Wedge shook his head. Over the intercom came news that the day’s faculty meeting was cancelled. On his cell phone one of his students was calling to make an appointment. He’d had two classes back to back, and then an hour interview. No break. For a moment he stopped, looked away, and then picked up his narrative.
“But then at the senior recital we just had in February, here was this boy on the edge singing three art songs, in German, French, and Italian. This is high art I'm talking about, expensive, intellectual art and he’s connecting to it, and he’s so proud of himself. And that’s how I can go on.”
(Mark your calendar: Fidelity Lost: Opera Scenes. Friday, April 19, 2013, at 7:30 p.m. at the Dan Kryston Memorial Theater at the Ruth Asawa San Francisco School of the Arts. Adults: $20; Student/Seniors: $15. Featuring scenes from The Rake’s Progress; Così fan tutte, The Old Maid and the Thief, The Magic Flute, Dialogues of the Carmelities, The Ballad of Baby Doe, The Tender Land, and Don Giovanni.)
In January, 2014 Wedge’s vocalists will debut a new work by composer Karl Jenkins, in Carnegie Hall.
And the Runners Up: Nick Vasallo
Nick Vasallo teaches music at CSU East Bay and at Gavilan College in Gilroy. He was the most-nominated teacher in the SFCV Music Educator Award: 27 of his students wrote in to give him the nod. It’s easy to see how Vasallo makes such an impression on his students: He’s indefatigable and always available, and he can relate to the age group. Students come to his classes wary and leave enriched, having really learned the material. He teaches as much as 23 units (that’s five or more full classes) in a semester and brings the same high spirits and energy to every one of them.
One of his fellow alums, a friend from CSU East Bay writes:
Nick and his wife are about to have their first child. Both of his institutions are granting him paternity leave and he is happy to take it. But he wants to continue teaching at home! Why? He tells me because he has come so far with his private graduate student composers that he doesn't feel good about fully leaving them.
Vasallo still plays in a metal rock band, heads the Composers Inc. composing collective, has written several pieces for the Watsonville Taiko Drummers, among many other works, and he also is able to teach Digital Audio from experience.

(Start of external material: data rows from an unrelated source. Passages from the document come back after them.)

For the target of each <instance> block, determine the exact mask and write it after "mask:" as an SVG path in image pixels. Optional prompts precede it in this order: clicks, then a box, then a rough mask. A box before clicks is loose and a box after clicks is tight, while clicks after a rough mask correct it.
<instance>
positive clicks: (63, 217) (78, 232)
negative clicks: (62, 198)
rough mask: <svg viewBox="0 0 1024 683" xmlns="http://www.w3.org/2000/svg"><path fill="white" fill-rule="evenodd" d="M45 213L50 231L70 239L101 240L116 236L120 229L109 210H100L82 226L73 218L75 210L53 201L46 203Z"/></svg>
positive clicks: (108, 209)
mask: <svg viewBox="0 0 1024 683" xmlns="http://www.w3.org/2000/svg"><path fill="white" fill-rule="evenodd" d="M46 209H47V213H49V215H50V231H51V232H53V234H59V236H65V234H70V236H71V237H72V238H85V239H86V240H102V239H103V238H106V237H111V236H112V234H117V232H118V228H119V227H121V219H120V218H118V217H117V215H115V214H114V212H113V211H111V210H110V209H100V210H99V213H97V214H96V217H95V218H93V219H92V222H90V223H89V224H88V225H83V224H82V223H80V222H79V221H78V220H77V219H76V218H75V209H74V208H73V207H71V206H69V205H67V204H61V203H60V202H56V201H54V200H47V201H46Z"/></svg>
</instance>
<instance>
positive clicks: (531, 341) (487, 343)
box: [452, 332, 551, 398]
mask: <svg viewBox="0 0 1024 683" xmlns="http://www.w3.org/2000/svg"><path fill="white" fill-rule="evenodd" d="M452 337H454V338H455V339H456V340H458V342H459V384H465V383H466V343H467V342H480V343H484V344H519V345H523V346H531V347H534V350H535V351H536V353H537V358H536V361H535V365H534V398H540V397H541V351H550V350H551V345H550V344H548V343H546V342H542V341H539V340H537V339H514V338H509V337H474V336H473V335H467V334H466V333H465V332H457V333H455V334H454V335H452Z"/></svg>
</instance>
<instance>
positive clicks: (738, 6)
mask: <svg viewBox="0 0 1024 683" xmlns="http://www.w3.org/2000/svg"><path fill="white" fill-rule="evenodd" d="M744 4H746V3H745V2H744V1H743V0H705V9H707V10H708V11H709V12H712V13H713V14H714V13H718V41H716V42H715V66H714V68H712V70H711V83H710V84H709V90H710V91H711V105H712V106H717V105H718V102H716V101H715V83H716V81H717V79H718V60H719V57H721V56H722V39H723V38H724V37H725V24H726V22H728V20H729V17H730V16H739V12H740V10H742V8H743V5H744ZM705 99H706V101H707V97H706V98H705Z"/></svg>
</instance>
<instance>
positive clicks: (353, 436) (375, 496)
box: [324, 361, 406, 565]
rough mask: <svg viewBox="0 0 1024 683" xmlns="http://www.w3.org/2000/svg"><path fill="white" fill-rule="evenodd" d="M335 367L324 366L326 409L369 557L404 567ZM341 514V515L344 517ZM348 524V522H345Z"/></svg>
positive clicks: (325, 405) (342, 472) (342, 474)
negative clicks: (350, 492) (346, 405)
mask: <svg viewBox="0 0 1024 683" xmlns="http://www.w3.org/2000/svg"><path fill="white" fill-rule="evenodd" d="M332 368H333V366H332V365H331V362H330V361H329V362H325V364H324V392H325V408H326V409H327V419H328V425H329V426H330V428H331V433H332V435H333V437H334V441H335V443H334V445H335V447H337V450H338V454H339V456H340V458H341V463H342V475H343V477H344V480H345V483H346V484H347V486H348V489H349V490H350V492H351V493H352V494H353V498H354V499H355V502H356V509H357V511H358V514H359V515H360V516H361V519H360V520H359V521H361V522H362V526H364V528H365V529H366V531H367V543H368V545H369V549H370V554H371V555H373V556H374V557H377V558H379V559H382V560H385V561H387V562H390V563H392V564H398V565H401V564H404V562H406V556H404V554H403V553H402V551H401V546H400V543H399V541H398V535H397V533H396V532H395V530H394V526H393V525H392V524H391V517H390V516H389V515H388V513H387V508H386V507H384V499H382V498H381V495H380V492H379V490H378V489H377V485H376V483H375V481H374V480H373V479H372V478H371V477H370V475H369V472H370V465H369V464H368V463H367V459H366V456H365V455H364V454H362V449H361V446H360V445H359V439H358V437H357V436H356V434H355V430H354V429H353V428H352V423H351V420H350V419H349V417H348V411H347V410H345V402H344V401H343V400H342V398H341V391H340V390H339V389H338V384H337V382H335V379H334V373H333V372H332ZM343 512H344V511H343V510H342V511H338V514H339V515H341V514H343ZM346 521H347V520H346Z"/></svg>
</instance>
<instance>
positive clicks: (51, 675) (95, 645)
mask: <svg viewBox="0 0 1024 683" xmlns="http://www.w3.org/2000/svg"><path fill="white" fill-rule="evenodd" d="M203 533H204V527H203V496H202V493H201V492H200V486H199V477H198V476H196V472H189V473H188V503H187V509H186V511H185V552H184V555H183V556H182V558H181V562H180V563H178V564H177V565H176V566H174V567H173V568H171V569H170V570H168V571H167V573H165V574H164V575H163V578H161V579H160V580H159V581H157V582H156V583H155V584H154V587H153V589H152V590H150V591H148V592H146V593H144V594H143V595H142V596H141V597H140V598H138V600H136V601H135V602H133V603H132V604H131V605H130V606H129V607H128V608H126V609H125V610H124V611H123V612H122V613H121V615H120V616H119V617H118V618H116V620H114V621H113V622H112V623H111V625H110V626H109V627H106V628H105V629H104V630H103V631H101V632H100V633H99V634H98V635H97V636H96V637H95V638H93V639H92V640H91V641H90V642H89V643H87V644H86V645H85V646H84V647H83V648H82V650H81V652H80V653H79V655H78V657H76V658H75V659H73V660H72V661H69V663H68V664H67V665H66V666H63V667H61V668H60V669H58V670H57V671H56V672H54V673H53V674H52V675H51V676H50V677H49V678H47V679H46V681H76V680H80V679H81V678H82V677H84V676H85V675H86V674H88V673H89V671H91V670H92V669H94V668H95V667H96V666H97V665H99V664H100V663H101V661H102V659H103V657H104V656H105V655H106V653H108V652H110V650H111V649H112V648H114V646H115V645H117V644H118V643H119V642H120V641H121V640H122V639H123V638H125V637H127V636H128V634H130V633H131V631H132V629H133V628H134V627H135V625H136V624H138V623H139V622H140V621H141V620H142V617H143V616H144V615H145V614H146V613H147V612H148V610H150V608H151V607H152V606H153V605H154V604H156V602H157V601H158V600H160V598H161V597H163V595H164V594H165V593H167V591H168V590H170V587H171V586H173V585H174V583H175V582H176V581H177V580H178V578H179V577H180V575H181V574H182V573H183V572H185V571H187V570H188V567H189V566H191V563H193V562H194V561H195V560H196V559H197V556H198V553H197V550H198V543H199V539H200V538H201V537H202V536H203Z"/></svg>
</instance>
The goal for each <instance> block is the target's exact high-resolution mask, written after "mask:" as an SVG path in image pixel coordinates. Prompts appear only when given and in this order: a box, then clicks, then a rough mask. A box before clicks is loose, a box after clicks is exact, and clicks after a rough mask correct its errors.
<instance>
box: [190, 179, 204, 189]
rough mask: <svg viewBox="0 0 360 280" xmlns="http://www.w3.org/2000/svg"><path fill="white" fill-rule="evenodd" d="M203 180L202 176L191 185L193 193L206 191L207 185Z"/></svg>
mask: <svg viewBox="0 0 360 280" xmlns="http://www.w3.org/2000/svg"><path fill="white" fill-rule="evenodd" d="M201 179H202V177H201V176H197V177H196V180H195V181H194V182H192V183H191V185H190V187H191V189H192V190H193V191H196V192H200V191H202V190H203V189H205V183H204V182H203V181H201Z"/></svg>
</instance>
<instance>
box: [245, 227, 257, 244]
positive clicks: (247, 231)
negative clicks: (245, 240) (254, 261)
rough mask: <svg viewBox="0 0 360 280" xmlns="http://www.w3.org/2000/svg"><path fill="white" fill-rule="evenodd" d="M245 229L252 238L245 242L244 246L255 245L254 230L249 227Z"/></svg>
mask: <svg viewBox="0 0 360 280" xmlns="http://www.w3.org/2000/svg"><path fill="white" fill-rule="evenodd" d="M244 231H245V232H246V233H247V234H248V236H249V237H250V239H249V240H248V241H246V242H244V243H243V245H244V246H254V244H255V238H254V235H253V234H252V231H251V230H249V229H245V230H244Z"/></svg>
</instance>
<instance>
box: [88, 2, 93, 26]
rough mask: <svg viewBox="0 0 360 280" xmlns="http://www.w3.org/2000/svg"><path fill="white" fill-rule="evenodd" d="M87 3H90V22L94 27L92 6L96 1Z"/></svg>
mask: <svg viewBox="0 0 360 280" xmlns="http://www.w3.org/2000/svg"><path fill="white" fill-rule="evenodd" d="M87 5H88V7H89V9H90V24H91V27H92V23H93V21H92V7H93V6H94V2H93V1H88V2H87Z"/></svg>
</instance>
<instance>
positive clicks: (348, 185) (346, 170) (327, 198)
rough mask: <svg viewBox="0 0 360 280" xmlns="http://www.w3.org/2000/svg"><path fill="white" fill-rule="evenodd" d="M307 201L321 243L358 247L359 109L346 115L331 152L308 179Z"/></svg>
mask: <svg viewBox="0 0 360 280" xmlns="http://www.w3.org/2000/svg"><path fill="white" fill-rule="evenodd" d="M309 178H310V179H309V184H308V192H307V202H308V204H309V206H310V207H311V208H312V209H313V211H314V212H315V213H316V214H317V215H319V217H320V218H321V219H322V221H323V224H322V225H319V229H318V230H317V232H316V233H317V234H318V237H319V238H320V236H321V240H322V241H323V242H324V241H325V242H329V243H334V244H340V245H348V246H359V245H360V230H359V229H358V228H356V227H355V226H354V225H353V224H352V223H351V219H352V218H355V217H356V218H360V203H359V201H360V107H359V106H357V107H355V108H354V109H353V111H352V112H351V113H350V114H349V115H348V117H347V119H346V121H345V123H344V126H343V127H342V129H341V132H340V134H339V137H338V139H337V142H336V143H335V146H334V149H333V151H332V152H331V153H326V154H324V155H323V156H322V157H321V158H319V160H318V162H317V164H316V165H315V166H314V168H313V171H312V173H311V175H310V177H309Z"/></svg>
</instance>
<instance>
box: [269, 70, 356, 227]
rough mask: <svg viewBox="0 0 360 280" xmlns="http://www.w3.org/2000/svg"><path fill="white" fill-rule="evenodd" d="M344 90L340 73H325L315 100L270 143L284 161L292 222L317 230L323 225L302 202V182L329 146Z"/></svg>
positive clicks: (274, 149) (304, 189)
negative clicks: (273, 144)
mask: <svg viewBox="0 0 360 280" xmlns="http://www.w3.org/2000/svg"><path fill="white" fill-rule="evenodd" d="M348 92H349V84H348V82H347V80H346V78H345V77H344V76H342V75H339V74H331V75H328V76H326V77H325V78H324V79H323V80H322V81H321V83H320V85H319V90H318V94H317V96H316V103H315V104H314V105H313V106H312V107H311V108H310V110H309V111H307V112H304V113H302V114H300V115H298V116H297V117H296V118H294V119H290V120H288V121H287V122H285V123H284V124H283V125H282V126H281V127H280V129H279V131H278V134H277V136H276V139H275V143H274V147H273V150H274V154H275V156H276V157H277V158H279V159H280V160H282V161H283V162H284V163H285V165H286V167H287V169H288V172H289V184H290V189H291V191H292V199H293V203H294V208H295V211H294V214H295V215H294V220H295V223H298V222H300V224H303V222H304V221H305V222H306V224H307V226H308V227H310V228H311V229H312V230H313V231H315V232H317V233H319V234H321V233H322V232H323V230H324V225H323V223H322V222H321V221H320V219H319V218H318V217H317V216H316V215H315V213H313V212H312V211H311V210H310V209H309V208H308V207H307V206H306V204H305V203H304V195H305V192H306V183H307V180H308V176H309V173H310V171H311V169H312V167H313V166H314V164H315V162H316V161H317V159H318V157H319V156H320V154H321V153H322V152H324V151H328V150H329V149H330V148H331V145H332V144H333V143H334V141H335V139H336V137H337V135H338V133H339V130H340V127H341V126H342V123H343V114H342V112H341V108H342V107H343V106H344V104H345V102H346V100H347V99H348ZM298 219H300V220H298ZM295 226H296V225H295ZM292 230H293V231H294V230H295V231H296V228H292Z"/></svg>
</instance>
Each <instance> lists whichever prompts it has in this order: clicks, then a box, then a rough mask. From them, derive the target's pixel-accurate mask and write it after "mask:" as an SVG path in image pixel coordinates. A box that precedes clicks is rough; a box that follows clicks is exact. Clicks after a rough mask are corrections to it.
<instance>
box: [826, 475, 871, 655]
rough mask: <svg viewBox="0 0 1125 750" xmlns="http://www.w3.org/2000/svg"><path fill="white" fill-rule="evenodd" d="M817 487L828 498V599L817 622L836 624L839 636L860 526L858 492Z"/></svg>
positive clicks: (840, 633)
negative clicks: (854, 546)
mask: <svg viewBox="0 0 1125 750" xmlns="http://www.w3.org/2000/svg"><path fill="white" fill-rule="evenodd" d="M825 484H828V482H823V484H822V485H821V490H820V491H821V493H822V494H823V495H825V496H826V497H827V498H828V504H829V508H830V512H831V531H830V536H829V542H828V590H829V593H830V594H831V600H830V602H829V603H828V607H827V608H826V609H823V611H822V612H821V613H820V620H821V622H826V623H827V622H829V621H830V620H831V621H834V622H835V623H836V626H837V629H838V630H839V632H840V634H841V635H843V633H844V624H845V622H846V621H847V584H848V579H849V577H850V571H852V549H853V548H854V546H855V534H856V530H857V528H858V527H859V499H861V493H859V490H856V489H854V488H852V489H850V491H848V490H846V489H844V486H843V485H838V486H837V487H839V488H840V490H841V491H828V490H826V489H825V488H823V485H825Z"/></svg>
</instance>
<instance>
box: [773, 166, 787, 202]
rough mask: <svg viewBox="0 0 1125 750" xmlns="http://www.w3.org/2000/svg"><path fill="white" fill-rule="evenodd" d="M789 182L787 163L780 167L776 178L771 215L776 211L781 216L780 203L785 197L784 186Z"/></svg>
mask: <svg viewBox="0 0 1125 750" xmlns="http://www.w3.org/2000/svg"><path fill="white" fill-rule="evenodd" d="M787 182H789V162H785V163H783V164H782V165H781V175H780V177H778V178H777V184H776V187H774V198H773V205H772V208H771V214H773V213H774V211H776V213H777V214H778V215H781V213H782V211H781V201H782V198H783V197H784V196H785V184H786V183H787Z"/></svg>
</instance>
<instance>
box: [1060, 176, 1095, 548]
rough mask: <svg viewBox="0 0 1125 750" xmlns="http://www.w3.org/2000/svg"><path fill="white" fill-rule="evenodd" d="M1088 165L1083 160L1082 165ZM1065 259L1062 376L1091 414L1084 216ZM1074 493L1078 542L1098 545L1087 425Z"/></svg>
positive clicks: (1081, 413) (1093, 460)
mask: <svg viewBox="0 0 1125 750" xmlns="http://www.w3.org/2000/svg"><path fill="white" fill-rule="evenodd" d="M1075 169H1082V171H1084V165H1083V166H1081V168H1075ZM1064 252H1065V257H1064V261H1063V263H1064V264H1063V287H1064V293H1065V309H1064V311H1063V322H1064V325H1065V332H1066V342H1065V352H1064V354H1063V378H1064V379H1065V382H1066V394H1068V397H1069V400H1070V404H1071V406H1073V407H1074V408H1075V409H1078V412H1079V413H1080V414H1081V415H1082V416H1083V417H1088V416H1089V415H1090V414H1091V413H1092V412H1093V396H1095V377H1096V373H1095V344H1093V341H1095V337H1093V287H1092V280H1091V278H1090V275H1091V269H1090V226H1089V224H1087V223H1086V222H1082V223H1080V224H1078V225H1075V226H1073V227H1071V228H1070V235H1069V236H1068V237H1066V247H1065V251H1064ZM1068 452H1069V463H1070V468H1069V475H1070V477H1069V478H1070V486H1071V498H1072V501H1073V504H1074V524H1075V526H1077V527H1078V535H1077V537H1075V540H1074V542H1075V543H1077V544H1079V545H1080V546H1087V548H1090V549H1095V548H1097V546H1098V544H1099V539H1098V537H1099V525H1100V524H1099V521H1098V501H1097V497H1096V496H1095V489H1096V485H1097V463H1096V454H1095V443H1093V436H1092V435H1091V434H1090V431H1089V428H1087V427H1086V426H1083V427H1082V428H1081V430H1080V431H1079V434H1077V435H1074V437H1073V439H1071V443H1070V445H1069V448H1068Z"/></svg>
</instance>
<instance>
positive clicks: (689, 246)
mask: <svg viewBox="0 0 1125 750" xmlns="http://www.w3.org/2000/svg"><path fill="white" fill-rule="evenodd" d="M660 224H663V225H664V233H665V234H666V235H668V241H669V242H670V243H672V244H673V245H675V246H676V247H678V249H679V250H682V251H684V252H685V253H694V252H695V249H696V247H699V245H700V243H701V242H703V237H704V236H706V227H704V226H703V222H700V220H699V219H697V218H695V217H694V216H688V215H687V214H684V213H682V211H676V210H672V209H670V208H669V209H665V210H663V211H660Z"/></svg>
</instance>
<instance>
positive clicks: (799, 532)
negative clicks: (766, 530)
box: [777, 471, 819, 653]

His wide range of contemporary reference helps make this born communicator, a riveting presence for college age students, who end up knowing much more classical theory and history than they ever thought they could learn.
Second Runner-Up: Arkadi Serper
Arkadi Serper is a teddy bear of a human being, famous at the Crowden School for his hugs as well as for his chamber music coaching and piano and composition classes, which he has taught at Crowden for 21 years now.
Serper teaches on a high level, for young musicians who are getting serious about their craft, but Serper’s ability to communicate music “on a cellular level” as one alumnus put it, inspires extraordinary achievement and devotion, turning interested students into music lifers. Long before Crowden’s young composer program began, Serper was turning out excellent, well-trained composers, whose ranks now include Samuel Carl Adams, Matthew Cmiel, Allegra Gabriella Smith, and Audrey Vardenaga, among many others.
One of Serper’s former students, now a parent of a Serper student, says of him, “Arkadi doesn't teach music. He is music. And he doesn't play piano. He is the piano.”